As we get older, we associate certain moments of history with people we grew up with. For example, the Bay of Pigs and Cuban Missile Crisis remind me of my parents. Hearing of Minnie Minoso reminds me of my father and brother one Sunday afternoon in Cuba.
I am always reminded of my late great uncle on Lincoln anniversaries, from his date of birth to the Gettysburg Address to the day he was assassinated.
President Lincoln was born on February 12, 1809. I don’t believe he had a bigger fan on this planet than my late great uncle, who was a judge; a college professor; an attorney; and, I repeat, a big fan of President Lincoln.
I am sure he would have loved this post about Mr. Lincoln written by Scott Johnson:
Today is of course the anniversary of the birth of America’s greatest president, Abraham Lincoln.
As a politician and as president, Lincoln was a profound student of the Constitution and constitutional history.
Perhaps most important, Lincoln was America’s indispensable teacher of the moral ground of political freedom at the exact moment when the country was on the threshold of abandoning what he called its “ancient faith” that all men are created equal.
In 1858 Lincoln attained national prominence in the Republican Party as the result of the contest for the Senate seat held by Stephen Douglas.
It was Lincoln’s losing campaign against Douglas that made him a figure of sufficient prominence that he could be the party’s 1860 presidential nominee.
At the convention of the Illinois Republican Party in June, Lincoln was the unanimous choice to run against Douglas.
After making him its nominee late on the afternoon of June 16, the entire convention returned that evening to hear Lincoln speak.
Accepting the convention’s nomination, Lincoln gave one of the most incendiary speeches in American history.
Lincoln electrified the convention, asserting that the institution of slavery had made the United States “a house divided against itself.” Slavery would either be extirpated or become lawful nationwide, Lincoln predicted, provocatively quoting scriptural authority to the effect that “a house divided against itself cannot stand.”

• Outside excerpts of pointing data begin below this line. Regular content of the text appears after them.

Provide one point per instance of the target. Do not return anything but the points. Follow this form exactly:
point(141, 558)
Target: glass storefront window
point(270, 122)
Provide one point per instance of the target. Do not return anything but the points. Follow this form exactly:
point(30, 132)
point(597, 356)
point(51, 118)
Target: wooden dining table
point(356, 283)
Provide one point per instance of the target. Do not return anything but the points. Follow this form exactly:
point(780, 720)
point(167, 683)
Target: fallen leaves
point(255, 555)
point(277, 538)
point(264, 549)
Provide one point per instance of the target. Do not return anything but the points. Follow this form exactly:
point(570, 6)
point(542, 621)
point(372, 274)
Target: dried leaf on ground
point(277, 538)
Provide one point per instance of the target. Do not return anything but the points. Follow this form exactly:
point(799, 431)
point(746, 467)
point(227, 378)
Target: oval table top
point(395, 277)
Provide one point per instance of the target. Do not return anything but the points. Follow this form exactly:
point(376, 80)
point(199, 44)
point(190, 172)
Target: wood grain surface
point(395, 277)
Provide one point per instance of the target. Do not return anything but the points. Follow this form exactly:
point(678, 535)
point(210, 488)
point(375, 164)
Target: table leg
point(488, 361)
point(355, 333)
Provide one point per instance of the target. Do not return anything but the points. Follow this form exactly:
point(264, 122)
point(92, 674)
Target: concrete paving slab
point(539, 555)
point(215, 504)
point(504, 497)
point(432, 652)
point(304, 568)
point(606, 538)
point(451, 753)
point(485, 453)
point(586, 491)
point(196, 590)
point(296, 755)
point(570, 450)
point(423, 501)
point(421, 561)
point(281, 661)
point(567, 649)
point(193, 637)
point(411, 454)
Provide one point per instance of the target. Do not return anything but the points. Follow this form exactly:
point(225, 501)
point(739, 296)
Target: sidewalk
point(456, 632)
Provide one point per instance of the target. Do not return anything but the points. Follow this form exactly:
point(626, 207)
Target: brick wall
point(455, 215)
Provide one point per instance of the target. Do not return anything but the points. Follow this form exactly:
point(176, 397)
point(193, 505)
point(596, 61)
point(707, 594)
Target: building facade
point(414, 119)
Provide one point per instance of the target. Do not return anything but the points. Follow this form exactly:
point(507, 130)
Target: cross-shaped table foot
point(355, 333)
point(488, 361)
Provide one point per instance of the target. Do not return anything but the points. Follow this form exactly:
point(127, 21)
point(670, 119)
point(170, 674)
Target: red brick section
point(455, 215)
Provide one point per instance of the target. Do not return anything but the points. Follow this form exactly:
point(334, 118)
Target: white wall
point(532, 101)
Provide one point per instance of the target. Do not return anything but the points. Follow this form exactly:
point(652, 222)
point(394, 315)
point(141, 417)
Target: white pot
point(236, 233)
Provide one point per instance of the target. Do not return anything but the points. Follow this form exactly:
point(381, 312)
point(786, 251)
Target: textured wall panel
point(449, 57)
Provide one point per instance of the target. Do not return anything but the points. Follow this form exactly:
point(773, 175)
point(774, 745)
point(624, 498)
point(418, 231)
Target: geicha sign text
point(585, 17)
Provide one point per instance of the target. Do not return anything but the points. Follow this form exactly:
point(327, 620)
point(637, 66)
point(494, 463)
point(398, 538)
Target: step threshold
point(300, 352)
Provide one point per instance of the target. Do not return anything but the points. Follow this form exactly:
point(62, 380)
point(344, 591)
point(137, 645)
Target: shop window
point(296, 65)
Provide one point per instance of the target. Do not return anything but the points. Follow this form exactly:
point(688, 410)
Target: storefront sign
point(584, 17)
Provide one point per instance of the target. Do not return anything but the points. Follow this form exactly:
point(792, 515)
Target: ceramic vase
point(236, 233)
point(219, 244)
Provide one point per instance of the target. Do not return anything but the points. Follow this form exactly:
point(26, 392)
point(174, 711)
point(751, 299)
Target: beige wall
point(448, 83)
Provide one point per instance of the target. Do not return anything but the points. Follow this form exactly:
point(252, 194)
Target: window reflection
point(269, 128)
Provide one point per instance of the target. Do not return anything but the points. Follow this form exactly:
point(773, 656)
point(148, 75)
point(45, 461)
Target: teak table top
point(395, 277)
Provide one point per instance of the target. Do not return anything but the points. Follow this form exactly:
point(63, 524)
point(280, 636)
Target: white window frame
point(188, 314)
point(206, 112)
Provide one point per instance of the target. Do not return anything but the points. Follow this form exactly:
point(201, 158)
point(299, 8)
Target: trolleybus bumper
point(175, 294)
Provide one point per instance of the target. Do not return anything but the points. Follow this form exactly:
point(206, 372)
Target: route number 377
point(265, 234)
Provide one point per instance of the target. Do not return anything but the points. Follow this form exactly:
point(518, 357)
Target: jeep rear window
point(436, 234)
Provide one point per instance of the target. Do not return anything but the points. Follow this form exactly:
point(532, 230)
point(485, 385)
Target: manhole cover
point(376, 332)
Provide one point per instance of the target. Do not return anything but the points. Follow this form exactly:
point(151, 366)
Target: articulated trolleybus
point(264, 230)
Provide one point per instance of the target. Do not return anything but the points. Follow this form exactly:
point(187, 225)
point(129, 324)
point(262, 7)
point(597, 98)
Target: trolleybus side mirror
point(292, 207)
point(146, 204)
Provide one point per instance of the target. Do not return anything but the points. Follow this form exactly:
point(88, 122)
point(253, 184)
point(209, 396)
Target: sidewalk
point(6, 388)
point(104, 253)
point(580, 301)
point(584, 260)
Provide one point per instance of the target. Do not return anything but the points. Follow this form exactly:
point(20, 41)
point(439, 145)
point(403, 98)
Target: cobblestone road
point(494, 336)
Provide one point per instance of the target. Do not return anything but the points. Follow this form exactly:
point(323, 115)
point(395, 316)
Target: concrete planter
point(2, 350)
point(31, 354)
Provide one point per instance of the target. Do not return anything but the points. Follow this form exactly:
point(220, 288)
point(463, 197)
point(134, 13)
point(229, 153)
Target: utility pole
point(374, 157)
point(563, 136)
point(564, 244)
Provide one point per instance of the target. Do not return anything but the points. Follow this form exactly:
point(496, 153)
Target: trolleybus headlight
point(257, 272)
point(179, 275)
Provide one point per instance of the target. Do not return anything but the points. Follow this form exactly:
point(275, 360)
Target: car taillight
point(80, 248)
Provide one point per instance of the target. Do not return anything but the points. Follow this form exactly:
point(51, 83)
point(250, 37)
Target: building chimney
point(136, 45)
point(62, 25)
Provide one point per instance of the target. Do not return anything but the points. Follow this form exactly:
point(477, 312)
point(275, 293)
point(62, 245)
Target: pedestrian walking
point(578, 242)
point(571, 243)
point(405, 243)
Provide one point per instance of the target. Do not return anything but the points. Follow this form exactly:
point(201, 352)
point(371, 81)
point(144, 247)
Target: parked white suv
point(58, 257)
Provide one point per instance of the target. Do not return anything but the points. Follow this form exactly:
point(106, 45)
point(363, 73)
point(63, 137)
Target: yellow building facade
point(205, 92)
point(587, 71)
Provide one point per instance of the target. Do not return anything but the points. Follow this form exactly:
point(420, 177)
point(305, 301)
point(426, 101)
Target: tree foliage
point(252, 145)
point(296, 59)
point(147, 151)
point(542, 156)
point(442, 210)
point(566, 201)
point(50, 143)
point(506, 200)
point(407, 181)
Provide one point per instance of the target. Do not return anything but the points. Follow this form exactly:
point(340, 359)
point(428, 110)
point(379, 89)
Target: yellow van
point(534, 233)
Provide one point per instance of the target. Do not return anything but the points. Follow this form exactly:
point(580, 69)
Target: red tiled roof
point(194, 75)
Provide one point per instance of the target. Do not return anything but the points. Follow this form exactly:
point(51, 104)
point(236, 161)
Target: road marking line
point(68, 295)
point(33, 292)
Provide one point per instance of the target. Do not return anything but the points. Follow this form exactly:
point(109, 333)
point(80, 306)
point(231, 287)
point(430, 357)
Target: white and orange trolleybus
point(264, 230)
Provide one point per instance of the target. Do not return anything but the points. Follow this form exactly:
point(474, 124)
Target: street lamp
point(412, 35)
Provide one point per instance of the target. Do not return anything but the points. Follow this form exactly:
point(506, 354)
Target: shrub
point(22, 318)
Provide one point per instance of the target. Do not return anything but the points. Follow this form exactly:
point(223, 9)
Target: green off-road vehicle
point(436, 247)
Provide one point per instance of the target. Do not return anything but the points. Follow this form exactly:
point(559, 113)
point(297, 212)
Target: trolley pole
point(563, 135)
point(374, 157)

Demonstrating how it “changed the course of history,” Harry Jaffa calls it “[t]he speech that changed the world.”
Yes, my great uncle would have loved President Lincoln referred to as “America’s indispensable teacher of the moral ground of political freedom.” Yes, he would have loved that!
To say the least, Abraham Lincoln had a huge impact on his life and specially his political ideas.
In fact, he was such a fan that my brother and I got to sit at his home study and hear him recite the Gettysburg Address.
We were too young back in Cuba to appreciate his message. It took me a while, and relocation to this wonderful country, to understand it and to love each and every word.
Years later, I always think of my great uncle on any day, or when I am exposed to any documentary or book, that reminds us of the 16th president of the U.S.